Indiana art gives lesson into state’s history

12,000 CDs reach 15 feet into the air give a view into some of Indiana's history. (WISH Photo)

INDIANAPOLIS (WISH) — The old saying goes, “art is in the eye of the beholder.” But sometimes, when it comes to art, there’s more than meets the eye. That’s the case at a special bicentennial exhibit at the Indiana State Museum.

It’s a chance for you to see 200 years of history in a most unusual way.  A piece by Indiana based artist Leticia Bajuyo that will greet you as you enter the Indiana State Museum from the garage. She calls it “Event Horizons”.

“An event horizon is the point of no return in a black hole or in a vortex form. So there’s a point of no return where you can’t come back,” Bajuyo said.

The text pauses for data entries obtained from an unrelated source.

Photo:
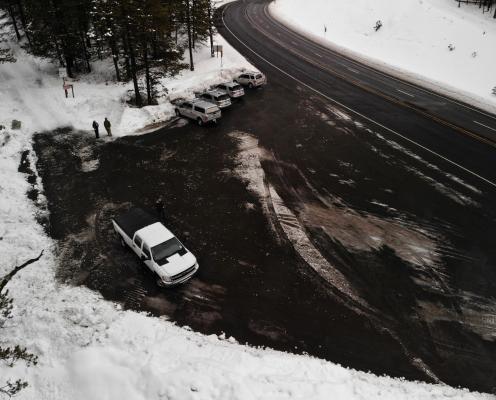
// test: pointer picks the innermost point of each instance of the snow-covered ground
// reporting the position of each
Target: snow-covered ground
(40, 102)
(412, 42)
(89, 348)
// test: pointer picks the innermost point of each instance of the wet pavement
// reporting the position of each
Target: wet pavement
(315, 233)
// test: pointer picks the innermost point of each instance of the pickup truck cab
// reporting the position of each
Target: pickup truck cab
(199, 110)
(156, 246)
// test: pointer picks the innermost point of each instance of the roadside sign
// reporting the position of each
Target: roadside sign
(68, 87)
(218, 49)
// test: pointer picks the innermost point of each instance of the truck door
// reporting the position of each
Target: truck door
(137, 242)
(147, 257)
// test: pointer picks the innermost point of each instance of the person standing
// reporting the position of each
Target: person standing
(95, 127)
(107, 126)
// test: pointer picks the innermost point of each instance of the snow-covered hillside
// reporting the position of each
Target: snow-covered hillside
(413, 41)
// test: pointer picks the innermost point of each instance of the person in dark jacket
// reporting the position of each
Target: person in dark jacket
(95, 127)
(107, 126)
(160, 208)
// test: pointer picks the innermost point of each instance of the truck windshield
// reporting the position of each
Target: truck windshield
(163, 251)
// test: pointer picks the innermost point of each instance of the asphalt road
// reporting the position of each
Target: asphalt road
(317, 229)
(438, 124)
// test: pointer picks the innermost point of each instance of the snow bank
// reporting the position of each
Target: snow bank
(91, 349)
(412, 42)
(35, 96)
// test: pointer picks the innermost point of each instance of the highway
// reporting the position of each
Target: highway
(343, 136)
(336, 212)
(436, 124)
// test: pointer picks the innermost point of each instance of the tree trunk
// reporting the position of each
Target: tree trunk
(210, 31)
(85, 50)
(23, 21)
(115, 58)
(188, 25)
(133, 69)
(14, 22)
(69, 63)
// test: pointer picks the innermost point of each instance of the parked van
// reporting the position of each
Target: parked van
(251, 79)
(218, 97)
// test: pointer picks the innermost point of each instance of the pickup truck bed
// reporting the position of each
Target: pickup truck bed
(134, 220)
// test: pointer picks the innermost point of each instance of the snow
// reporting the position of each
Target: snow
(36, 97)
(90, 348)
(412, 42)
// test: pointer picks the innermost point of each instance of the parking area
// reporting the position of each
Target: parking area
(253, 284)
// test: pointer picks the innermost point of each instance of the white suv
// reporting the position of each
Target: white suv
(218, 97)
(199, 110)
(251, 79)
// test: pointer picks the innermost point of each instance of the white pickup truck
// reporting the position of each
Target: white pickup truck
(157, 247)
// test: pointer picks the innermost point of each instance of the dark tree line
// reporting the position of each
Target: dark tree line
(485, 5)
(145, 37)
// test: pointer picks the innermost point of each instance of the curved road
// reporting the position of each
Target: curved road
(459, 134)
(406, 152)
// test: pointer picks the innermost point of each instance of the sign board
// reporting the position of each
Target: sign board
(62, 73)
(68, 87)
(218, 49)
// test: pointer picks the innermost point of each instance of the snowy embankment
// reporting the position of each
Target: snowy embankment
(413, 42)
(89, 348)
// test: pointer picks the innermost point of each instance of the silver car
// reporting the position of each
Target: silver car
(199, 110)
(218, 97)
(234, 90)
(251, 79)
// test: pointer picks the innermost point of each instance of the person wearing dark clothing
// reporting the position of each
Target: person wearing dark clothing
(95, 127)
(107, 126)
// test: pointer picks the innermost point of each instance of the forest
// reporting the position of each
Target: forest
(143, 37)
(484, 5)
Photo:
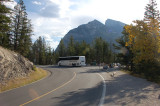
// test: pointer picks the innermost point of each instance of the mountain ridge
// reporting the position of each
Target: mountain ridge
(88, 32)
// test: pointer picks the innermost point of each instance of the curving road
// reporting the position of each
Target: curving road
(64, 86)
(84, 86)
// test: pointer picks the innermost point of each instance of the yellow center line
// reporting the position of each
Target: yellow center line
(49, 91)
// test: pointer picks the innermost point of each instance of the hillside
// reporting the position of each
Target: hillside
(13, 65)
(88, 32)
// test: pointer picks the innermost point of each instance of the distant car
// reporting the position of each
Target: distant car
(105, 67)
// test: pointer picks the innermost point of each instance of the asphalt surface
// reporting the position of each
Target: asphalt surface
(64, 86)
(84, 86)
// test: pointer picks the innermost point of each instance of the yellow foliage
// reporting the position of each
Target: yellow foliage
(144, 41)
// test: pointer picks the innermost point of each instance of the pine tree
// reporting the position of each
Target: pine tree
(5, 21)
(22, 29)
(71, 47)
(61, 49)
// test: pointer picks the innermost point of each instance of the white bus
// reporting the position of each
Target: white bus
(72, 61)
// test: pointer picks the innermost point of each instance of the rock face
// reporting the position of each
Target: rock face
(13, 65)
(109, 31)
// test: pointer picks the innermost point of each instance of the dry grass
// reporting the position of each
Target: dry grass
(18, 82)
(133, 74)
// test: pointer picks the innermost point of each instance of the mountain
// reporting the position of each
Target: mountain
(88, 32)
(13, 65)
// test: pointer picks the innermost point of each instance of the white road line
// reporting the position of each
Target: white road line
(103, 92)
(26, 84)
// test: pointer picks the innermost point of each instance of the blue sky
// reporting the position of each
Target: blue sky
(52, 19)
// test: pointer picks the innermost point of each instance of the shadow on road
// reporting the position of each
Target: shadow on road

It’s a work of art with 12,000 CDs, reaching 15 feet into the air. The CD art celebrates Indiana’s Bicentennial.

“The CD I find very particular to Indiana. The first CD pressed in the U.S. was pressed in Terre Haute. and so I find that really important to be able to recognize,” says Bajuyo.

“Event Horizons” is just one piece of an art show at the Indiana State Museum called “200 Years of Indiana Art, A Cultural Legacy.”  A history lesson of sorts that is anything but ordinary.

Walk into a separate all white exhibit space and hanging in the middle of it is a black box, with designs cut into it.  A single light bulb sits in the center of the box.  It projects unusual designs on all of the walls.  The piece, by Anila Agha, a Pakistani born, now Indiana artist, is called “Intersections.”

“It’s not a piece that you are just looking at. But you actually become part of the piece as you walk thru the space,” says Mark Ruschman, Chief Curator of Fine Arts at the Indiana State Museum.

Ruschman put together the exhibition that features more than 100 works of art, spanning 200 years of Indiana artists.  Art is history says Ruschman.

“It’s no more evident than it is in this exhibition. You know you start off with the very earliest works right when we became a state in 1816. Then we work our way thru the exhibition up to pieces that were literally made in the last 30 days,” Ruschman said.

Works like Leticia Bajuyo’s  “Event Horizons” are designed to in and show you history as only art and artists can do.

“Having this exposition together in the state museum which brings all those different areas, whether it’s natural history, technology and the arts together in one space, I think it’s pretty profound and very important,” said Bajuyo’s.

The exhibition runs through Oct. 2. It is included with museum admission.